Captain Smedley then sailed from Portsmouth on 2 May, bound for Bombay. Raymond arrived at Bombay on 4 September. She then visited Cannonore (27 October), Calicut (2 November), Anjengo (12 November), Cochin (24 November), and Mahé (9 December), before returning to Bombay on 25 December. Homeward bound she was at Tellicherry on 21 January 1795, reached St Helena on 18 March, and arrived at The Downs on 23 July.

===1795-96: West Indies expedition===
The British Government took up a number of East Indiamen, Raymond among them, and other transports to carry troops on Admiral Christian's expedition to the West Indies. the Fleet did not leave Spithead until 16 November. Bad weather forced the Fleet to return to port after having sustained heavy losses.
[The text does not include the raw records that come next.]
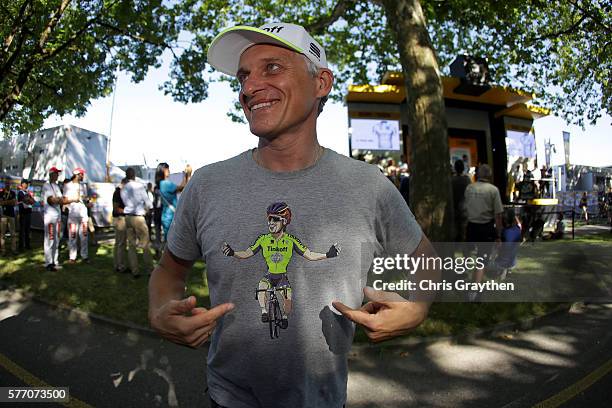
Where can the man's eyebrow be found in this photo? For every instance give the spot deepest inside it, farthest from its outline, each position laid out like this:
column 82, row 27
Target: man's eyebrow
column 242, row 70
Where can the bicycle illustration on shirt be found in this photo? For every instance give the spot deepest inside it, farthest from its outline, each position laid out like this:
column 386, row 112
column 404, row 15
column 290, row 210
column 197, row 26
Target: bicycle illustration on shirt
column 274, row 290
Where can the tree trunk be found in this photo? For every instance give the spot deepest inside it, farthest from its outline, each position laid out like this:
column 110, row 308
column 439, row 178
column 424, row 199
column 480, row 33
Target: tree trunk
column 430, row 187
The Fleet attempted to sail again on 9 December, but bad weather forced most of the warships to return to port on 26 January 1796. The Fleet finally succeeded in leaving on 20 March. Raymond carried hospital tents, bedding, and stores.

The fleet arrived at Barbados around 26 April. It then sailed to invade St Lucia, with troops under Lieutenant-General Sir Ralph Abercromby. St Lucia surrendered to the British on 25 May. The British went on to capture Saint Vincent and Grenada. Raymond arrived at Deal on 7 August.

===EIC voyage #6 (1797–Loss)===
Captain Smedley sailed from Portsmouth on 5 June 1797, bound for Bombay.

On 20 April 1798 the French frigate captured Raymond just after Raymond came to anchor in Tellicherry Roads. Raymond was homeward bound from Bombay. When she arrived at Tellicherry was already there, having loaded a cargo of pepper. Raymond resisted for an hour, and Woodcot for some 20 minutes, before they both struck. The French had fired primarily at the Indiamen's masts and riggings; even so, Raymond had three killed and four or five wounded, among them a woman passenger grazed by a splinter. Casualties on Préneuse were of the same order.

The next day the French, under a flag of truce, sent the captains, crews, and passengers of both ships ashore at Tellicherry with their baggage. Both Raymond and Woodcot then sailed westward under prize crews.

The EIC put a value of £8,963 on the cargo that it had lost on Raymond.

==Postscript==
Woodcot and Raymond were reported to have been at Île de France in September. The French apparently sold Raymond to American owners who named her Orion. She sailed from Île de France on 25 February 1799, bound for Boston, carrying the French Intendant General and his family, and a number of settlers, all concerned about the unsettled state of the colony.